# What is this? NuArc Horizontal Vacuum Camera



## airgunr (Jul 9, 2005)

I came across this on a police auction site. Anybody seen this? Can it be used as a Large Format camera separate from the rest?


http://www.propertyroom.com/cgi-bin/ncommerce3/ProductDisplay?prrfnbr=61721177&prmenbr=31895249&aunbr=62067887


*NuArc Horizontal Vacuum Camera - Model 1418SC2*



*This horizontal vacuum camera by NuArc is model 1418SC2, and it features a filmboard reduction and enlargement scale, a twelve-button keypad with an LED display, four spotlights with pivot arms, and a vacuum switch. This massive camera unit measures 70" x 30" x 60", and it weighs approximately 175 pounds.*

*Please note that the pivot screen's locking latch is broken and some of the knobs are missing.
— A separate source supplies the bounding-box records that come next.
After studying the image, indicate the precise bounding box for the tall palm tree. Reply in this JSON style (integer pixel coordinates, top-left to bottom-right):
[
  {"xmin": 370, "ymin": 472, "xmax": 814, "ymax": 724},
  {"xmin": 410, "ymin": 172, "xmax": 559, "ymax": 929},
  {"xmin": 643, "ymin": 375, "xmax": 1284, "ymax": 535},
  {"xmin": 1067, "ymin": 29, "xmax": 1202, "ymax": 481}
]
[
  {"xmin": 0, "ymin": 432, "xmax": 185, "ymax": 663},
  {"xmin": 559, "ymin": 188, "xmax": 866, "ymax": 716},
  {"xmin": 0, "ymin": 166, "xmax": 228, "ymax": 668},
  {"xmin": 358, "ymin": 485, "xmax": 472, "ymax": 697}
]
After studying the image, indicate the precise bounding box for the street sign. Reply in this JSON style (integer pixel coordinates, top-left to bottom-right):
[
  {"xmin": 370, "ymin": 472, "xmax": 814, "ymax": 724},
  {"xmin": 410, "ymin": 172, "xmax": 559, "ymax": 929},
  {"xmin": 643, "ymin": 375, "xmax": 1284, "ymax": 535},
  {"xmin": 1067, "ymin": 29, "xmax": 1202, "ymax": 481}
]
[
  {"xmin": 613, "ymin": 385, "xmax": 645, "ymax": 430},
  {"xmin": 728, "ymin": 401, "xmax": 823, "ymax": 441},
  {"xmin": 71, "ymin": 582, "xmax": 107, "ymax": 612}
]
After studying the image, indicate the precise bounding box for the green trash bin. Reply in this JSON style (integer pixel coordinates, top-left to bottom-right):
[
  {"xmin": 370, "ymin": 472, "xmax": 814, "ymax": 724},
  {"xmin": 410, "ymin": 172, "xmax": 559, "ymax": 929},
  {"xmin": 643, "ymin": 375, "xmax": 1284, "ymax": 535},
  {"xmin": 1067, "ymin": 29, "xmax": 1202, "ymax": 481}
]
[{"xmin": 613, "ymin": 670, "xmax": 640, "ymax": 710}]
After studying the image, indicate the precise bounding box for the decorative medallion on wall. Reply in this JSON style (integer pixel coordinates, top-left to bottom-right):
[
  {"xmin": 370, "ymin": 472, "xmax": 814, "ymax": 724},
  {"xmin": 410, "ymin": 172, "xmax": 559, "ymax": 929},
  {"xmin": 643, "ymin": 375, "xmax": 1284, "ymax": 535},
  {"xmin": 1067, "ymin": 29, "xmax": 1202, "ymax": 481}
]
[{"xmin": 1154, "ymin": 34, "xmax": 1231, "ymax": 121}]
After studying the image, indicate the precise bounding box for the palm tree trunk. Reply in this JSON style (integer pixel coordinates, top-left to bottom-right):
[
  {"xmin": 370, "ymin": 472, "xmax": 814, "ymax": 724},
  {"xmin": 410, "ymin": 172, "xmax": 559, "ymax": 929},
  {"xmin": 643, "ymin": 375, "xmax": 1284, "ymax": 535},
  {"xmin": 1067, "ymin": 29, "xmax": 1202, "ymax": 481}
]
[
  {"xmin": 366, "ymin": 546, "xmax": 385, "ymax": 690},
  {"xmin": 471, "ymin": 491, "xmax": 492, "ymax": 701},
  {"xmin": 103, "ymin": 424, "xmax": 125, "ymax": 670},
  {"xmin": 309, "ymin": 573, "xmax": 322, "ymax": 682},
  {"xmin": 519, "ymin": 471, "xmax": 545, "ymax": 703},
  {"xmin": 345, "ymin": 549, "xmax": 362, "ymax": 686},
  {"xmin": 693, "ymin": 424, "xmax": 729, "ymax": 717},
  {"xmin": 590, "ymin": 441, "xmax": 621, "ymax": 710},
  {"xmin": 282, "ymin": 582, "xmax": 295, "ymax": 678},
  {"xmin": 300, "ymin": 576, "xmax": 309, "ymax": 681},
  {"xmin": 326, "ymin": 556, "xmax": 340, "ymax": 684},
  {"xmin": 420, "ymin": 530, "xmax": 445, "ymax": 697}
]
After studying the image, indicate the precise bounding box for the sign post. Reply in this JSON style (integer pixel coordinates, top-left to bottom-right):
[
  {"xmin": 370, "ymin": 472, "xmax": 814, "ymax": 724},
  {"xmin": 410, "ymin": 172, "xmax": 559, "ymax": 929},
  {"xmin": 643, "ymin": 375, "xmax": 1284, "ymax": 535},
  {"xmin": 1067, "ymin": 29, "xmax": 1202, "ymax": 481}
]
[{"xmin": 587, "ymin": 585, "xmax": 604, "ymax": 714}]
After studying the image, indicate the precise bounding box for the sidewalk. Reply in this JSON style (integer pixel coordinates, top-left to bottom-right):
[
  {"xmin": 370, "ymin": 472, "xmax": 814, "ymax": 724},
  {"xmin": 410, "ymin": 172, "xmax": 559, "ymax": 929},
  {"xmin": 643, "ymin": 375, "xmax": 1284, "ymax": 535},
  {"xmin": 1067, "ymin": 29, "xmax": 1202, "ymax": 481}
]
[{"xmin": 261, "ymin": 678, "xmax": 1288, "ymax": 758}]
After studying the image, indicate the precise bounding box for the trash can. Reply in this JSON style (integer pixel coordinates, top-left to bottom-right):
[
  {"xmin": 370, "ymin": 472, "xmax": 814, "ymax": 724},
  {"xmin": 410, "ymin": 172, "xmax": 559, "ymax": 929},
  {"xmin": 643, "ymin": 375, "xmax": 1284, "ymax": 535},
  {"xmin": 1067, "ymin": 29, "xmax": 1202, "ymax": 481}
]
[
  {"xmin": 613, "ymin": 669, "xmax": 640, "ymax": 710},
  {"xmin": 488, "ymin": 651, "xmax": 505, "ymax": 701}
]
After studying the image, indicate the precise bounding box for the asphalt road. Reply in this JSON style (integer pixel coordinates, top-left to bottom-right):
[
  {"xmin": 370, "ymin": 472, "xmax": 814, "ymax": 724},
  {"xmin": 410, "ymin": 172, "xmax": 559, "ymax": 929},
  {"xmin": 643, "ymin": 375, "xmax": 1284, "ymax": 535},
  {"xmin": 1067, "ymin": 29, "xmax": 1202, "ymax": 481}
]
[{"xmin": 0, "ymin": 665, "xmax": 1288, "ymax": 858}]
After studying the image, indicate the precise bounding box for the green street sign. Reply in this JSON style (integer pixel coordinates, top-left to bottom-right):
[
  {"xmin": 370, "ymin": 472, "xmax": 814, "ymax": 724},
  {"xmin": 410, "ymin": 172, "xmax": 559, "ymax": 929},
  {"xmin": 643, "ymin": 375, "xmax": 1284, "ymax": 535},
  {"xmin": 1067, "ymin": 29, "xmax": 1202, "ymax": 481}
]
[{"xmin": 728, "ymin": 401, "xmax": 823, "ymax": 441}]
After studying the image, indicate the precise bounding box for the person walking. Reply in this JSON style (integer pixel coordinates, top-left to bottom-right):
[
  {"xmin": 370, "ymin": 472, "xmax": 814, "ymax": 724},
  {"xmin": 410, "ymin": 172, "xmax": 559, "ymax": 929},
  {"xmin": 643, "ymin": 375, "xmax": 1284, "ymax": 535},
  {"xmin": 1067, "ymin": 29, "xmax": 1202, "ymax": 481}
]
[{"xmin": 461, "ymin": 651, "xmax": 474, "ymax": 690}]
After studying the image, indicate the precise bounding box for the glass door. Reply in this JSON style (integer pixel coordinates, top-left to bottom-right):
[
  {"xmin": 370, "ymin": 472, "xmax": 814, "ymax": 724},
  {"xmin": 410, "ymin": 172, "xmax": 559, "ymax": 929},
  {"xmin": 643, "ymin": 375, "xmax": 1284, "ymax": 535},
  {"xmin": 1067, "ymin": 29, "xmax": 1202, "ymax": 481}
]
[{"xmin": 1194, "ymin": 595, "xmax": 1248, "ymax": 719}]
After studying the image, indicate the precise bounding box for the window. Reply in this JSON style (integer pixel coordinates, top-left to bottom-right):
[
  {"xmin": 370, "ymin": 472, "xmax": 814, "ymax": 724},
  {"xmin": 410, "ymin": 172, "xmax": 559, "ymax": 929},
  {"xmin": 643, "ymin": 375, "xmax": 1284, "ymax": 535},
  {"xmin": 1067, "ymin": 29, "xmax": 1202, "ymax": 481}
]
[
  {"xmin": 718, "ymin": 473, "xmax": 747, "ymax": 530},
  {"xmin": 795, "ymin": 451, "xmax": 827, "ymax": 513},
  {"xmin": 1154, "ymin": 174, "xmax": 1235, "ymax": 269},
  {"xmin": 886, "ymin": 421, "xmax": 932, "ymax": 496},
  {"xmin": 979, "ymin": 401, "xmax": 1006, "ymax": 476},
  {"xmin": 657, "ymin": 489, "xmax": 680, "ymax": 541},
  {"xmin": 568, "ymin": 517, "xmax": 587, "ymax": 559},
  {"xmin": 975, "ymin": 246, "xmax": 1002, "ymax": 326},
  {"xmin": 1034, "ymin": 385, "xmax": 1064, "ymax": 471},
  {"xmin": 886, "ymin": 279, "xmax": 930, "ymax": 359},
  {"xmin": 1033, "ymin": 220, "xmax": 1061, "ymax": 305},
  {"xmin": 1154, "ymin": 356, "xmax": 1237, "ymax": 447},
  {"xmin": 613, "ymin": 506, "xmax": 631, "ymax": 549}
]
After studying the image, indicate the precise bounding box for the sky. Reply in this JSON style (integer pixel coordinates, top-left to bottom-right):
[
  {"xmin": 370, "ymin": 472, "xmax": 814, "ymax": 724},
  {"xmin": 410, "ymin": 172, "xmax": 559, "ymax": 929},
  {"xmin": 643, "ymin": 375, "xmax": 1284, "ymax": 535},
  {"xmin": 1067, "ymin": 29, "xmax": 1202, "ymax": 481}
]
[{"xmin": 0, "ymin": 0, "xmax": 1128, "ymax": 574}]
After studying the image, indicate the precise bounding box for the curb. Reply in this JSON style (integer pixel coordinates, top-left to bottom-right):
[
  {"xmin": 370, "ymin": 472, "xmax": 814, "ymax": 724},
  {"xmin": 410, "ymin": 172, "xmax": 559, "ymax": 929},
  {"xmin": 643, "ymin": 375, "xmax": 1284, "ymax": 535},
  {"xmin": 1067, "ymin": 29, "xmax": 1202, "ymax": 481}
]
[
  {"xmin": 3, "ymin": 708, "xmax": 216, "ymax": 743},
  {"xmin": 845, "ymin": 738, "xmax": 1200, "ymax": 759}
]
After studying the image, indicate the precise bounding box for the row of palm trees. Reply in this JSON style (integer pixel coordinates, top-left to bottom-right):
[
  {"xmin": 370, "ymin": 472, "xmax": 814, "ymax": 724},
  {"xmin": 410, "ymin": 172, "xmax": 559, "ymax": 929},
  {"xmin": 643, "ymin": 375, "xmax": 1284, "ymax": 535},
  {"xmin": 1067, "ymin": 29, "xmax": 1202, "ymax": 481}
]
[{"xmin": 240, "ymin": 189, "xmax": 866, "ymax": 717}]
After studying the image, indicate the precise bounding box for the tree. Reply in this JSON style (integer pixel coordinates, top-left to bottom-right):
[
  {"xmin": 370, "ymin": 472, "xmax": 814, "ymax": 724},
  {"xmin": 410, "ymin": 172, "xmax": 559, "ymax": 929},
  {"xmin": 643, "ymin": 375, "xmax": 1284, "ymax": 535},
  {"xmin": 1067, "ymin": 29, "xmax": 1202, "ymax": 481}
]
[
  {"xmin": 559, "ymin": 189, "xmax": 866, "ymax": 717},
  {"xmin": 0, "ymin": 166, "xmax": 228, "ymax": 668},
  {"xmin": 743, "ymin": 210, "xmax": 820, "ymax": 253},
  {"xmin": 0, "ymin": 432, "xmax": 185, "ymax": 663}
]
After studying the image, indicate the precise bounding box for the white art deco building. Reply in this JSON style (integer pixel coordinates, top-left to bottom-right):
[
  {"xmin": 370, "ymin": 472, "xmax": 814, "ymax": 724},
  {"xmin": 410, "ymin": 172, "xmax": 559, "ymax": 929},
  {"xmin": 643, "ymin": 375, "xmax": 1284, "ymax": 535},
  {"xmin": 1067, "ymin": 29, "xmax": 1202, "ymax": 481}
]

This item was not tested because it uses a special three-prong electrical plug, and its external appearance is considered fair. *

*<snip>*


----------



## tirediron (Jul 9, 2005)

It appears to be a process camera; similar in construction to a view camera, but designed for photographing ad copy.  It wouldn't work as a standalone as the unit is designed only to focus as far it's own stand.


----------